<208>

Dritter Gesang
Dargets Entführung1

Es gibt ja nichts als Glück und Malheur!
In dieses verworfnen Jahrhunderts Tagen,
Mit Blindheit geschlagen,
Strolcht die Göttin Fortuna umher,
Um den Nichtsnutz und den Lumpen zu krönen.
Die Tugend, die in vollen Tönen
Ein jeder predigt, jeder preist,
Sie bleibt im Banne der Armut zumeist,
Verkauft und verraten dem Ungefähr,
Muß in Ketten geschlagen
Schimpf und Schande ertragen.
Und ob man ein Held gleich wie Cäsar wär',
Pompejus, Scipio oder die anderen Großen —
Hat das Geschick deinen Fall mal beschlossen,
Eine Zeitlang magst du brav um dich schlagen,
Endlich kriegt es dich doch beim Kragen.

Leichtherziger Leser, du glaubst mir's nicht?
So höre meine traurige Geschicht,
Vernimm den Jammer und das Weh,
Die widerfuhren dem armen Darget.
Nie kann ich den traurigen Fall vergessen,
Noch heute will er mir Tränen erpressen!

So hört!
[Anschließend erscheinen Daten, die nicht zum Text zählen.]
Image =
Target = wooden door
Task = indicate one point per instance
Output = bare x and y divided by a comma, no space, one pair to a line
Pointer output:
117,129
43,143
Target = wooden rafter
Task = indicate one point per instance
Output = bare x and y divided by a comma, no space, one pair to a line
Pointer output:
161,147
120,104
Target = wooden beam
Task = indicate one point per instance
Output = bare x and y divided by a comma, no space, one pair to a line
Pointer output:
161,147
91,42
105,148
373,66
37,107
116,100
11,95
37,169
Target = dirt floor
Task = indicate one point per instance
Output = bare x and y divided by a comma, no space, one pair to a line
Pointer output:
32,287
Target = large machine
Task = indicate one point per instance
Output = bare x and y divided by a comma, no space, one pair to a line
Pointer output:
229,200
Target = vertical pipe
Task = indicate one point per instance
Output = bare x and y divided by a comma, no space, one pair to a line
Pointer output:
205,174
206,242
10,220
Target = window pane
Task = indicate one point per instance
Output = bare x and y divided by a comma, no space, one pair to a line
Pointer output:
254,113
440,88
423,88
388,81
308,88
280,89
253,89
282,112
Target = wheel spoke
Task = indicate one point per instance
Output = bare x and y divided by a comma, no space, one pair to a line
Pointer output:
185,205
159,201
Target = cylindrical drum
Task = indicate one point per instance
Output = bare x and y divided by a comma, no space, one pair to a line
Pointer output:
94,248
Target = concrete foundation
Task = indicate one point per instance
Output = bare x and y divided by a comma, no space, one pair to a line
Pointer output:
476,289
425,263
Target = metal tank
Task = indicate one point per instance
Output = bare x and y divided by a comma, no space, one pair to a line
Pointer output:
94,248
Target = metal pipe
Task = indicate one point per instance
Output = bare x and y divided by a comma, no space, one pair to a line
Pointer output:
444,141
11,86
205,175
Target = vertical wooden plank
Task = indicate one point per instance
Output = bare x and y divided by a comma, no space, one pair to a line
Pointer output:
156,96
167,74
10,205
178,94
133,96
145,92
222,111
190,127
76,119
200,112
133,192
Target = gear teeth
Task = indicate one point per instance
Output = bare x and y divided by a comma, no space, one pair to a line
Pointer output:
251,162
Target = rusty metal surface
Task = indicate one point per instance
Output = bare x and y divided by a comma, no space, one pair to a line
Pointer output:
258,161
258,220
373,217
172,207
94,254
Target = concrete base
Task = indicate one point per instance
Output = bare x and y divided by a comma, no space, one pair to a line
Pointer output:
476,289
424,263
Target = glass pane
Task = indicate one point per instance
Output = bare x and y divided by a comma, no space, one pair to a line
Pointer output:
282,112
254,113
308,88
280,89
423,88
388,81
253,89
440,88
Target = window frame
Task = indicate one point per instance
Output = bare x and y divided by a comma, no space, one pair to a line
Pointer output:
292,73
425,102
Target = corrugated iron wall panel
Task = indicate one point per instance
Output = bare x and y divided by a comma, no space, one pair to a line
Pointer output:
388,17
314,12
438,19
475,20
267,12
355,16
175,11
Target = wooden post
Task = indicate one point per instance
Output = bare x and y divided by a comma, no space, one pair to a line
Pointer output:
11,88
Auf österreichischer Seiten,
Wo alle Pläne ins Wasser gefallen,
Gab's unter vielem Erörtern und Streiten


1 Für den historischen Vorgang der Entführung Dargets in der Nacht vom 3. zum 4. September 1745 vgl. die Darstellung des Königs in der „Geschichte meiner Zeit“ (Bd. II, E. 231).